Behavioral Neurology Research Unit

Kaisa M. HartikainenKaisa M. Hartikainen (CV)

Behavioral Neurology Research Unit at the Tampere University Hospital aims to promote scientific knowledge on the effects of brain damage or dysfunction on human mind. The Behavioral Neurology Research Unit has been established in the beginning of 2012 by Dr. Kaisa M. Hartikainen with funding from the Academy of Finland administered by the the research services of the joint municipal authority for social and health services in Tampere Region.  We are also participating in a multi-site national project regarding Sustainable Brain Health funded by the Ministry of Social Affairs and Health Issues from EU ESR fund.

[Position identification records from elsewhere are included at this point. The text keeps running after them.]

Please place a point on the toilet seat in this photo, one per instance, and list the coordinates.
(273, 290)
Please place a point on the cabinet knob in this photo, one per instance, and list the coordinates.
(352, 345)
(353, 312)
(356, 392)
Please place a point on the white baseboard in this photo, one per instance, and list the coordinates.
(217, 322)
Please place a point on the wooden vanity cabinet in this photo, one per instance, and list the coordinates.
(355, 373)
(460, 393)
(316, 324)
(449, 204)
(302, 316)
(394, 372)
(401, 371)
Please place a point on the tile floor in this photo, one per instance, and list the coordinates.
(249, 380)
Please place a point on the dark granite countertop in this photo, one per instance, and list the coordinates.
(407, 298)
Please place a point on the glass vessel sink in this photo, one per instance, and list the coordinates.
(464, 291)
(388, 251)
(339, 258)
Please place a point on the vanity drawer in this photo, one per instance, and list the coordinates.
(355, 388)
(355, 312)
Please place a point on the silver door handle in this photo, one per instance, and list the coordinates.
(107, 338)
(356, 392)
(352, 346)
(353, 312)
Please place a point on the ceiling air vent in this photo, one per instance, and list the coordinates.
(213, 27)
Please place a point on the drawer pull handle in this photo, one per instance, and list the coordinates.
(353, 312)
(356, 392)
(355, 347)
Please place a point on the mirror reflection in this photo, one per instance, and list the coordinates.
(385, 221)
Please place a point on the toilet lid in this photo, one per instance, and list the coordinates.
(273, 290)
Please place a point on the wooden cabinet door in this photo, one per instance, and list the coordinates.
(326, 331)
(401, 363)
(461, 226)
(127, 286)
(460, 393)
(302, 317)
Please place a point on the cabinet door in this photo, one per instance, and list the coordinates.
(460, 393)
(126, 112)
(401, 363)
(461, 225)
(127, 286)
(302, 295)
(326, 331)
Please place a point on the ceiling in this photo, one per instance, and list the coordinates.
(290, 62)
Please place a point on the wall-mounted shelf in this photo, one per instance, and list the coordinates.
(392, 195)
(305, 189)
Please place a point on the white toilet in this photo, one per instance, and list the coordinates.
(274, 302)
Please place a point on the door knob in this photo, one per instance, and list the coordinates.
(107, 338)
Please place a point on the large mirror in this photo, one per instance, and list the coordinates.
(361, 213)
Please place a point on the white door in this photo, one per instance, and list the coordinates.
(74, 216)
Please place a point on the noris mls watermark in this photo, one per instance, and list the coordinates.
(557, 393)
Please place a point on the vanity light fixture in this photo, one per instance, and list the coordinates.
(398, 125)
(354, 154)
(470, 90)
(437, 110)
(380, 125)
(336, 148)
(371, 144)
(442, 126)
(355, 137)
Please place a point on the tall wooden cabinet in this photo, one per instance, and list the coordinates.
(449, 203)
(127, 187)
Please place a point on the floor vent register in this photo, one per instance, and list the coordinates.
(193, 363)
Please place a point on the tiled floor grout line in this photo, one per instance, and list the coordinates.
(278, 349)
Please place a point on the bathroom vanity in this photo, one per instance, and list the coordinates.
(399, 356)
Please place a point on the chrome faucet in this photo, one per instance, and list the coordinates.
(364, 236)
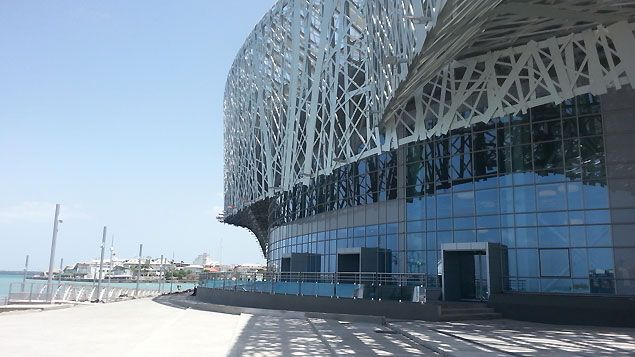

The facility is equipped with advanced neurophysiological brain research tools such as 64 channel active electrode EEG equipment. The research facility is located in Finmedi 6 connected to the Tampere University Hospital main building allowing excellent access to neurologic populations.



Behavioral Neurology Research Unit investigates brain circuits and dynamics behind cognition, emotion and behaviour and how these functions are altered in brain damage or disorder. We apply theories and methods from the fields of cognitive and affective neuroscience, experimental psychology and neurology. The general aim of the behavioural neurology research group is to provide more comprehensive knowledge on 1) brain circuits behind emotional and behavioral control functions, 2) how these functions are disrupted in neurological, neurosurgical or psychiatric damage or disorder and 3) how neuromodulation and other treatments that interact with brain circuits known to be important for cognitive, emotional and behavioral control affect functions these functions 4) Furthermore we aim to advance technological developments for better diagnostic tools and detect novel biomarkers for cognitive, affective and behavioral impairment. The long-term goal is to provide strong scientific background for clinical assessments, and personally tailored treatment and rehabilitation plans for neurological, neurosurgical and psychiatric patients whose disease, damage or disorder impacts the mind. We further intent to promote the field of behavioural and cognitive neurology and increase public awareness on the effects of brain damage or disorder on human mind. In addition, we aim to promote general brain health and well-being and find ways of measuring brain strain and brain health objectively. These efforts will eventually aid in intervention studies, in occupational health as well as in other clinical procedures allowing optimization of brain health.


We use behavioral (performance in cognitive and affective tasks), physiological (brain’s electrical activity, EEG) and anatomical methods (imaging methods (MRI, DTI) and lesion method, i.e. patients with lesion to a specific brain area due to stroke, tumor or trauma). Combining behavioral methods with electrophysiology allows detailed insight into the dynamics and circuits involved in integrating emotion, attention and behavior. Furthermore, the lesion method reveals what are the consequences on brain physiology as well as behavior when part of this circuitry is disrupted.


Research conducted in the Behavioral Neurology Research Unit is multidisciplinary requiring collaborative efforts from clinicians and researchers in the fields of psychology (clinical neuropsychology, cognitive psychology), engineering (signal processing, biomedical engineering) and medicine (neurology, neuropsychiatry, neurosurgery, neuroradiology, cardiology, anaesthesiology) from national and international academic institutions. Research network comprises of clinicians and researchers in Tampere University Hospital, Tampere University of Technology as well as in University of California, Berkeley, and Saint Mary’s College of California. Long standing international collaborators include: Professor of Psychology Keith H. Ogawa, John Magaddino Neuroscience Laboratory, Saint Mary’s College of California, Moraga, California and Professor Robert T. Knight, Head of Helen Wills Neuroscience Center, University of California Berkeley.